今年可好,连他娘最不擅长的文斗都摘了魁首,这还了得?
接下来这一年,这张老脸还不得天天杵在咱跟前晃悠?
唾沫星子都得带著“文斗第一”的酸臭味儿!
惹不起,咱还躲不起吗?
唯独姬左道,抱著胳膊,撇著嘴,一脸的不乐意。
“嘖,晦气!”
他冲地上啐了一口,倒不是真在乎那点分数,主要是心里头那点小算盘落了空。
“本想著一鼓作气,给他来个连中三元,將来也是一段佳话。以后小爷我行走江湖,报上名號——『京海文斗连中三元的魁首』,嘖,多提气!多长脸!”
他越想越憋屈,抬脚踢在囚犯的尸体上。
“妈的,心理素质这么差,还学人出来混社会?脑袋別裤腰带的买卖,是你能干的吗?”
“还他妈白瞎我一个花洒!304食品级不锈钢,带四档模式能调水温的高级货!我自个儿澡堂子都捨不得装这么贵的!”
“现在这帮小年轻啊,真是……屁大点事儿就寻死觅活的,一点挫折都受不了。坤坤变花洒怎么了?花洒就不是洒了?洒得不也挺顺畅嘛!还带衝浪按摩呢!不识货!”
柳明和李书文在旁边听得嘴角直抽抽,俩人交换了一个眼神,那意思很明显:
这孙子,是真不知道自个儿干了啥,还是在这儿揣著明白装糊涂呢?
李书文低声音,从牙缝里挤出话来:“老柳,我要是那囚犯,死之前怎么也得扑上去,咬下他一块肉来。”
“咬肉?太便宜他了。要是我直接身上贴满爆炎符跟他爆了,奶奶的,姬兄这一手忒邪门了。”
“就是!”
李书文猛点头,“坤坤变花洒……这他娘是人能想出来的主意?我要是那哥们儿,我也得崩!死了算了!这以后还怎么见人?怎么尿尿?尿完了还得拿白醋泡?泡完了还得擦亮?我他妈……”

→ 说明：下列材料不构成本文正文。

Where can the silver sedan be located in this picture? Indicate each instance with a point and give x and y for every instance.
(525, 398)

他说不下去了,光是想像那场景,就觉得自己裤襠里凉颼颼的。
柳明嘆了口气,目光投向远处被白布盖住的囚犯尸体,难得说了句公道话:
“其实那哥们儿也算条汉子。至少,没哭著求饶,也没真认了那花洒。寧可死,也不当个笑话活著。”
“这倒是。”李书文点了点头,“只可惜,碰上了咱姬爷。在他手底下,是条龙你得盘著,是头虎你得臥著。是条汉子……嘿,他也能给你整成个笑话。”

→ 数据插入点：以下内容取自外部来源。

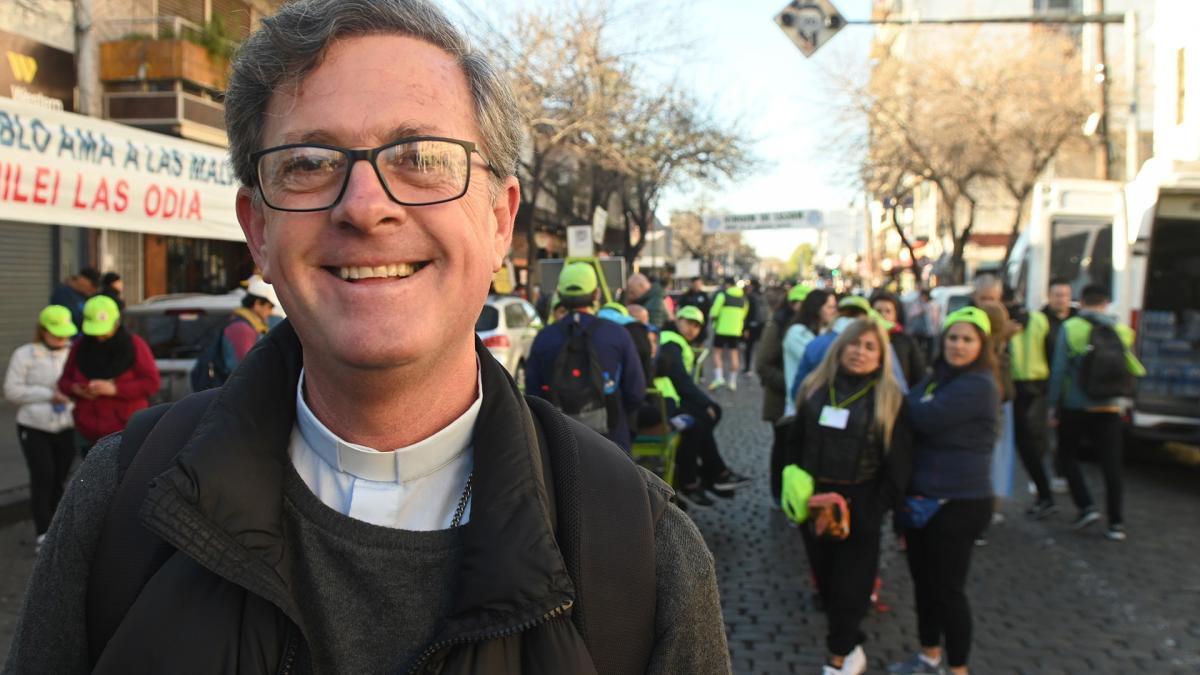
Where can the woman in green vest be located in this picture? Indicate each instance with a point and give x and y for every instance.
(676, 380)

两人同时沉默下来,望向还在为“连中三元”梦碎而惋惜的姬左道。
阳光洒在那张俊朗却总带著点邪气的脸上。
柳明忽然没头没脑地嘀咕了一句:
“老李,你说姬兄他脑子里,到底装的都是些啥玩意儿?”
李书文推了推眼镜,面无表情:
“我猜,肯定不是正常人该装的东西。”
“比如?”
“比如如何用花洒,成就一个男人的终极骄傲。”
“你这笑话,有点冷。”
“我不是在说笑话。”
两人对视一眼,同时打了个寒颤,决定不再深入討论这个话题。
有些深渊,还是不要凝视比较好。
容易做噩梦。
老话说得好,文无第一,武无第二。
咱先不提那武斗拳拳到肉、胜负分明的痛快。
单说这文斗,往年江南分局那可是常年的魁主,奖盃都快在他们家橱柜里垒出包浆了。
可年年拿第一,年年就有人不服气,私底下嘀嘀咕咕,说啥的都有。
为啥?
因为这“文”的评判,它不像“武”的有个硬槓槓。
它全看台上那几位裁判老爷手里的笔桿子怎么晃悠。
裁判又不是机器,是人就有喜好,是喜好就有偏心。
有时候两边本事瞧著差不离,可架不住另一边更会来事儿,嘴巴甜点,模样周正点,態度恭敬点。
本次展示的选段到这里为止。